By affording greater certainty, the comprehensive statutory laws of the leading U.S. jurisdictions typically facilitate better trust design and more efficient trust administration. The laws are clearer and more specific. Everyone—settlors, beneficiaries, trustees, trust protectors, creditor, and advisors—therefore is in a position to have a good understanding of how the law will apply in a particular situation.
Selecting a U.S. Jurisdiction
Within the U.S., there are a handful of attractive trusts jurisdictions. Among those states, New Hampshire, South Dakota, and Delaware are leading trust jurisdictions. While each family will weigh them differently, some of the key factors that families consider when selecting a U.S. jurisdiction are:
Divided trusteeship (directed trusts). The ability to divide trust powers among trustees, trust advisors, and trust protectors permits the design of a trust governance structure tailored to a specific family’s needs and better facilitates the efficient management of the family’s wealth. New Hampshire, South Dakota, and Delaware have some of the best developed divided trusteeship laws in world. Each of those states allows the division of trust powers and ring-fences the liabilities for a breach of duties, so that a trustee, trust advisor, or trust protector is only liable for duties that the trust deed assigns to that trustee, trust advisor, or trust protector. In New Hampshire and South Dakota, the trustee and beneficiaries generally can superimpose a divided trust structure on an existing trust. While Delaware generally is an attractive jurisdiction for creating new trusts with divided trusteeship, it potentially is less attractive for existing trusts. A Delaware court recently stymied a family’s effort to modify an existing trust to superimpose a divided trust structure, in which an investment director—not the trustee—would have the power to manage the trust’s investments.

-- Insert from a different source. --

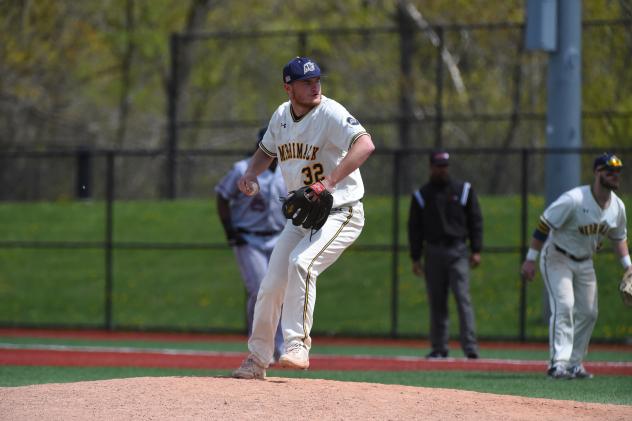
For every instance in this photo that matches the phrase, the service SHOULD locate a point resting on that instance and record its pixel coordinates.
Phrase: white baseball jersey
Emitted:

Perpetual trusts. A perpetual trust allows the trust to have a life span that follows a natural course of events, winding up only when appropriate given the settlor’s intent and the family’s circumstances rather than when dictated by an arbitrary rule of law. New Hampshire and South Dakota allow perpetual trusts. Delaware allows perpetual trusts for personal property; although it does not allow perpetual trusts for real property, there is a work-around. In the U.S., some states that are frequently touted as leading trust jurisdictions do not allow truly perpetual trusts, and, more significantly, a cloud of certainty hangs over the validity of those states’ laws permitting trusts to last beyond the time allowable under the traditional perpetuities rule.
Predictable, efficient courts. While families and trustees generally wish to avoid having any trust matter to go to court, it sometimes is inevitable. A court’s involvement may be necessary or desirable because the terms of the trust may need to be construed, a trustee’s action may warrant judicial review or approval, or there is a dispute. New Hampshire, Delaware, and South Dakota have good courts. Within the U.S., New Hampshire notably is the only jurisdiction with a dedicated trust court. Moreover, New Hampshire’s courts have a well-established tradition of deferring to the state legislature. If the statute is clear, a New Hampshire court will not create an exceptions. Given the state’s robust trust statutes, that deference foster predictable resolution of trust matters by New Hampshire’s courts.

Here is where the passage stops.